Het was een wanhoopskreet van de directeur van een basisschool in het speciaal onderwijs. Hij vertelde het schrijnende verhaal van een gezin met twee liefhebbende ouders en hun twee zoons die zijn school bezochten. Het ging helemaal de verkeerde kant uit met dit gezin. Er kwam steeds meer hulpverlening en het hielp allemaal niks. De directeur vroeg mijn hulp met de uitspraak: ‘ik geloof in deze ouders met hun kinderen en wil niet het risico lopen dat een uithuisplaatsing volgt'.
Nieuwsgierig vroeg ik me af: ‘wat drijft deze directeur?', ‘wat drijft deze verschillende hulpverleners?' ‘wat zeggen de ouders zelf over deze situatie?'
We bespraken waarom de directeur mij vroeg en wat we van elkaar verwachtten. Dat schiep wederzijds vertrouwen en ik kreeg de vrije teugel.
Ik belegde een bijeenkomst tussen alle betrokken hulpverleners en een vertegenwoordiger van het gezin. Iedereen was aanwezig, een enkele hulpverlener werd vergezeld door een manager. De bijeenkomst zou 1,5 uur duren.
Het werd een intensief gesprek over taaie dilemma's. Waar aanvankelijk iedereen vooral inbracht wat de doelen waren van de hulp en de regels en procedures van de eigen organisaties, werd het langzaam maar zeker een gesprek over de intentie van de betrokken hulpverleners, hun wens voor het gezin, de manier waarop ze hieraan werkten en de effecten die ze waardevol vonden. Mijn toegevoegde waarde was om patronen in gespreksvoering en besluitvorming zichtbaar te maken. Het bleek dat de hulpverleners elkaar - zonder dat te weten - tegenwerkten. Dat was ongemakkelijk, maar creëerde ruimte voor een breder blikveld.
Uiteindelijk duurde het gesprek 2,5 uur. Met gepuzzel, creativiteit en geven en nemen kwamen de aanwezigen tot een onorthodox en maatwerk plan dat voor iedereen acceptabel was. Het plan werd uitgevoerd en drie jaar later ging het nog steeds goed met het gezin! Achteraf gezien was dit de eerste keer dat ik interventiekundig werk deed.
Heb jij ook een verhaal van een situatie waarin alles op zijn plek leek te vallen door een interventie van jou? Ik ben ervan overtuigd dat iedereen kan interveniëren. Of je nu intern of extern adviseur bent, trainer, coach, manager of medewerker. Professional of vrijwilliger. Maar wat doe je dan precies wat het verschil maakt?
Vanaf het moment dat Barbara van Kesteren, Willem de Wijs en ondergetekende het Instituut voor Interventiekunde overnamen, voerden we gesprekken over de kunst van het interveniëren. Het was onvermijdelijk om dat op papier te zetten. Voor onszelf, voor onze klanten en voor de deelnemers aan onze opleidingen.

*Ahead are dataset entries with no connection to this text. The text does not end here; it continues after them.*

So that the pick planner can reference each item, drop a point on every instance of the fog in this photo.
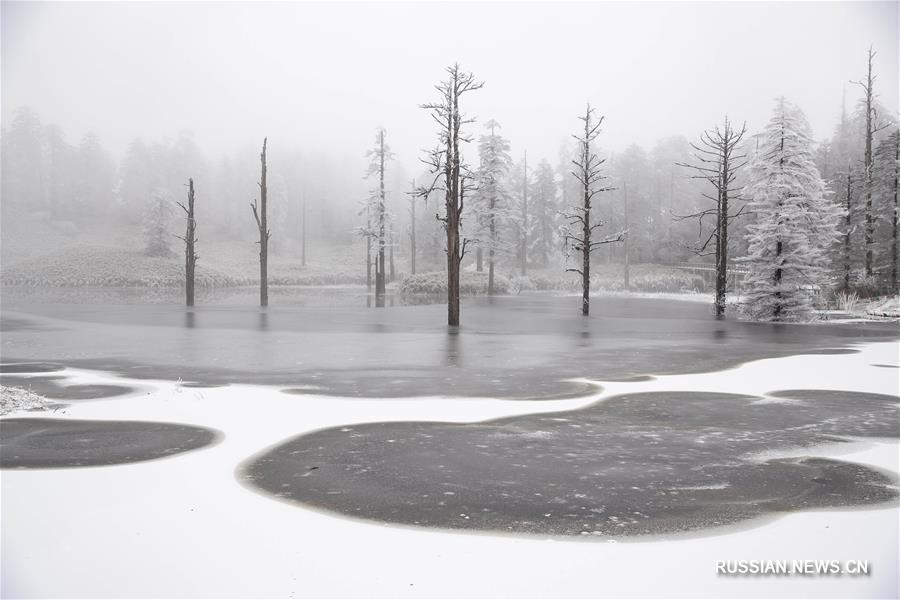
(322, 76)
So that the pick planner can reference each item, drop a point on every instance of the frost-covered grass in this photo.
(220, 265)
(849, 307)
(100, 266)
(13, 399)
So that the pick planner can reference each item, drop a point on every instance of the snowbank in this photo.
(185, 526)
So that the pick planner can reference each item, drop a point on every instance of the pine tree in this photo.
(887, 182)
(492, 198)
(380, 228)
(795, 225)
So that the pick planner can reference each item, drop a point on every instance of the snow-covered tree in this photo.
(795, 223)
(887, 180)
(492, 199)
(379, 223)
(544, 212)
(580, 225)
(157, 222)
(446, 163)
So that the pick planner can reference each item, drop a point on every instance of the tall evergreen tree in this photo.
(492, 198)
(795, 225)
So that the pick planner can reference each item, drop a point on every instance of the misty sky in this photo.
(321, 77)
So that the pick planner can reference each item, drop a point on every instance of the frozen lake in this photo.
(328, 342)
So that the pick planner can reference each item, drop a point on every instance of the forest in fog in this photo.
(765, 212)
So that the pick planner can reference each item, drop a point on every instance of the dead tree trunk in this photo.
(259, 213)
(446, 162)
(412, 229)
(868, 87)
(393, 271)
(625, 248)
(368, 249)
(379, 271)
(716, 162)
(896, 215)
(579, 230)
(190, 241)
(524, 215)
(303, 231)
(848, 229)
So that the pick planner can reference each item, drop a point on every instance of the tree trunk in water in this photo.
(303, 232)
(524, 214)
(722, 240)
(412, 235)
(776, 313)
(190, 257)
(626, 270)
(848, 223)
(894, 287)
(867, 163)
(452, 265)
(259, 213)
(391, 257)
(380, 267)
(586, 257)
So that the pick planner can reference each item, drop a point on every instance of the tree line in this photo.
(799, 216)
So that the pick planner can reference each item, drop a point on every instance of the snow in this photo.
(185, 526)
(13, 399)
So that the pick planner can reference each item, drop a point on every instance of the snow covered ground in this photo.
(185, 526)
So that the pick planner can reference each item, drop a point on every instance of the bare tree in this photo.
(259, 213)
(869, 105)
(579, 228)
(888, 161)
(523, 217)
(716, 161)
(190, 241)
(303, 230)
(413, 196)
(445, 162)
(380, 154)
(846, 246)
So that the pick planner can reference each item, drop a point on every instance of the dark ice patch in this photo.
(634, 464)
(59, 443)
(55, 388)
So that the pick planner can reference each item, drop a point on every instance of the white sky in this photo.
(323, 76)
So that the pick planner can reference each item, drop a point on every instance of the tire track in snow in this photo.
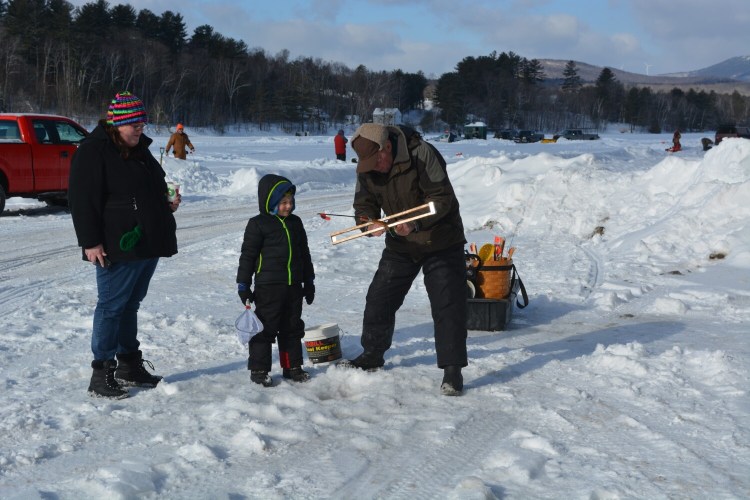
(432, 475)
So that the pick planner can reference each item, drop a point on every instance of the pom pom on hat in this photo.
(126, 109)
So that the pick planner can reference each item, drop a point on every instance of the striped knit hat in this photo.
(126, 109)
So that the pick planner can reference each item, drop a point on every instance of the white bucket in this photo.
(323, 343)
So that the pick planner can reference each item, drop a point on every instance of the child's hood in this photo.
(271, 189)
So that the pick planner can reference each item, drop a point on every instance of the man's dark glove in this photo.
(243, 290)
(309, 291)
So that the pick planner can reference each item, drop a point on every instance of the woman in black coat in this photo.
(124, 223)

In De kunst van het interveniëren draait het om de vraag: Wat is hier aan de hand en wat kunnen we eraan doen? We nemen je met het boek mee op reis om deze vragen te beantwoorden.
We maken onderscheid in soorten vraagstukken: de wens om te ontwikkelen; of om spanning, een dilemma, een probleem of een conflict aan te pakken.
Het boek rust op drie pijlers:
1. Theorie: de grondslagen van interventiekunde, sociale psychologische theorieën, organisatiekundige theorieën en managementtheorieën staan op een rij, zodat je van alle kanten kunt kijken naar het verhaal van je klant.
2. Interventiekundig denken en handelen: er is aandacht voor je relatie met de klant; je rol en positie ten opzichte van de klant; de brillen waarmee je kunt kijken. Daarbij word je als lezer steeds gevraagd te reflecteren op je eigen brillen, aannames, overtuigingen en opvattingen.
3. Werkvormen: werkwijzen om gestructureerde gesprekken te voeren. Het zijn manieren om te onderzoeken hoe betrokkenen het vraagstuk beleven en wat zij eraan zouden willen doen. Dit kan in een-op-een gesprekken maar ook met (grote) groepen betrokkenen. Kortom: het boek leert je begrijpen wat er aan de hand kan zijn, hier woorden aan te geven en te handelen in een stijl die bij jou en de klant past. Daarom is dit boek niet alleen bedoeld om je klant beter van dienst te kunnen zijn: je wordt er zelf ook steviger van.
Hanneke Laarakker is sinds 2018 mede-eigenaar van het Instituut voor Interventiekunde. Ze is een van de auteurs van De kunst van het interveniëren.